“Quando la poesia incontra la musica”

Mai come oggi appare appropriato l’accostamento della musica con la poesia.
Ascoltando “Auschwitz”, la ben nota canzone di Francesco Guccini, mi sono resa conto dell’enorme potenza suggestiva ed emotiva che la musica può conferire al verso che piange un dolore reale, vissuto tra le pieghe della storia, testimone di un’umanità devastata da follie razziali e mostruosità ideologiche.

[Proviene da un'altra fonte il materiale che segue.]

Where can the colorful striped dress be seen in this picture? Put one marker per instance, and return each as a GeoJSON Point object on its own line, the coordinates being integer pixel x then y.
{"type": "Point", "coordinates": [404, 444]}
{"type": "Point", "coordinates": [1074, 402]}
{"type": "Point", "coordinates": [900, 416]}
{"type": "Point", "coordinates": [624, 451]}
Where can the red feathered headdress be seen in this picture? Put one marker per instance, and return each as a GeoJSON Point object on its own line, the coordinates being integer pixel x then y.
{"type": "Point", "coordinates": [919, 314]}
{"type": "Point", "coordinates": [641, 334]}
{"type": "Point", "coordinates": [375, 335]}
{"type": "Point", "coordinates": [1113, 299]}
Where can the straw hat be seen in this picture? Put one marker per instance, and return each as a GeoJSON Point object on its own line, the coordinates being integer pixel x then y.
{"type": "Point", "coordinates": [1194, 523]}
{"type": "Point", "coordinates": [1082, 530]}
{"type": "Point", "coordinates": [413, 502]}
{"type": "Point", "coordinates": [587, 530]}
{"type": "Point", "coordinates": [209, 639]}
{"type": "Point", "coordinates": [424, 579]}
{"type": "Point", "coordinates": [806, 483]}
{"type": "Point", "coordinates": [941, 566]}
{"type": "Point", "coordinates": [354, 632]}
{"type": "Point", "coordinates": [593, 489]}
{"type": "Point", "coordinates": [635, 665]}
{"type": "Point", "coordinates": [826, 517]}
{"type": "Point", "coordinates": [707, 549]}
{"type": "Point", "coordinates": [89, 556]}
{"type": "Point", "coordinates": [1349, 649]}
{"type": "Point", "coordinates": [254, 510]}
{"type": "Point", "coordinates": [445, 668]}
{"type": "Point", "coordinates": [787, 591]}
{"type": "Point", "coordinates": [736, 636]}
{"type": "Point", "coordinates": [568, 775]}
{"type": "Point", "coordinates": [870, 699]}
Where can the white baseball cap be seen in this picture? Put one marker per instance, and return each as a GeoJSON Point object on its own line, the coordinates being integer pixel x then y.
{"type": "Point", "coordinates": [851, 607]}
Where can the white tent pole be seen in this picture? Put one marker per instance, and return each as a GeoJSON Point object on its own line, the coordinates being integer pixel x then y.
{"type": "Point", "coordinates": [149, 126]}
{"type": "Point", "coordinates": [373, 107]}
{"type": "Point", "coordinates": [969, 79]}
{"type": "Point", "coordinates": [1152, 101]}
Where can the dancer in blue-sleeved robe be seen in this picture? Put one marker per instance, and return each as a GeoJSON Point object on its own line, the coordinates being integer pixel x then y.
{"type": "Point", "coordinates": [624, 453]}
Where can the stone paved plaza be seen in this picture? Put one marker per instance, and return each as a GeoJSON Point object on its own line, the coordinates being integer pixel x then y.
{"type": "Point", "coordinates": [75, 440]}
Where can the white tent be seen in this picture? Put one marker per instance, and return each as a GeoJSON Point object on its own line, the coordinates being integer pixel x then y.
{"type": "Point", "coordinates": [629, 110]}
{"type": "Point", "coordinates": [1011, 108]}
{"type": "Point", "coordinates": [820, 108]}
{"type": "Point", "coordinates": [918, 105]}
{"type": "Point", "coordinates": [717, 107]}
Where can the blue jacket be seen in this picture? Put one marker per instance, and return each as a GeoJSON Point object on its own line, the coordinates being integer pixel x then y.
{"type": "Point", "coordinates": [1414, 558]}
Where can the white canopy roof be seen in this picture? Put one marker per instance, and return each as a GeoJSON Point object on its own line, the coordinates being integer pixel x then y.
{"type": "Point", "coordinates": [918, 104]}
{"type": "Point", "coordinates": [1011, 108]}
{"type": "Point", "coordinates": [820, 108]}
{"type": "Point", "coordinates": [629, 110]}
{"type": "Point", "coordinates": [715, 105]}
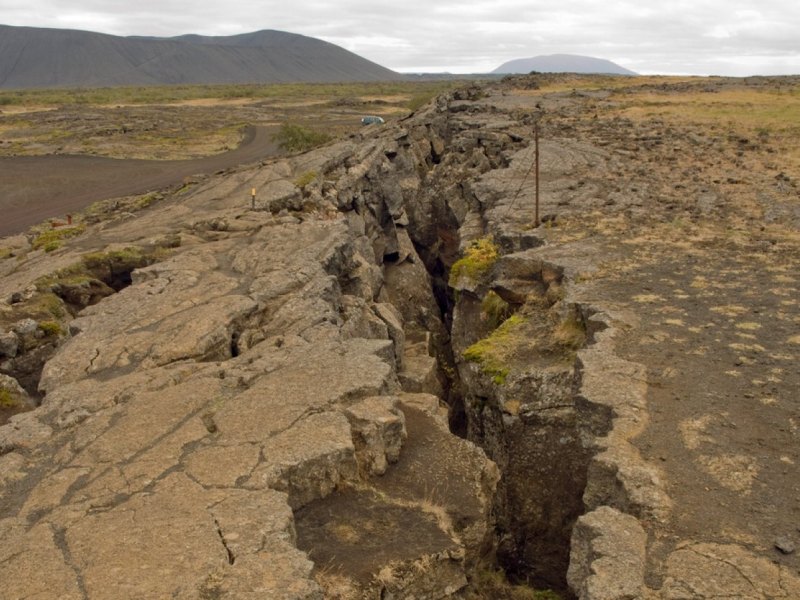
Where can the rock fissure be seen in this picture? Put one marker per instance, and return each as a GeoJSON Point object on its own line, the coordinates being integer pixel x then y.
{"type": "Point", "coordinates": [60, 540]}
{"type": "Point", "coordinates": [231, 557]}
{"type": "Point", "coordinates": [335, 338]}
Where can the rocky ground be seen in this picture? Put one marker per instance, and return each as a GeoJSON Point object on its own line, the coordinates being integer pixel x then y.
{"type": "Point", "coordinates": [242, 402]}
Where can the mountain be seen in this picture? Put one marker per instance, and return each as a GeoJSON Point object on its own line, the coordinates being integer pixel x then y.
{"type": "Point", "coordinates": [562, 63]}
{"type": "Point", "coordinates": [36, 58]}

La poesia in sé è musica perché vive del ritmo delle sue strofe e quando la sua melodia verbale incontra quella sonora si raggiunge una nobile fusione che si assimila nello spirito. Oggi, 27 gennaio, ricorre un triste anniversario: è una giornata di raccoglimento e di riflessione, di ripiegamento nella propria sfera intima, laddove pare di essere pervasi dal gelo dei campi di concentramento e dallo strazio di lamenti che lacerano l’aria stordita di dolore. Oggi è il giorno dell’agghiacciante silenzio dignitoso. Oggi è il giorno della memoria, giorno che non deve essere rigettato nel tunnel del dimenticatoio o celebrato per apparire civilmente responsabili e frantumarsi in mille stereotipi di circostanza.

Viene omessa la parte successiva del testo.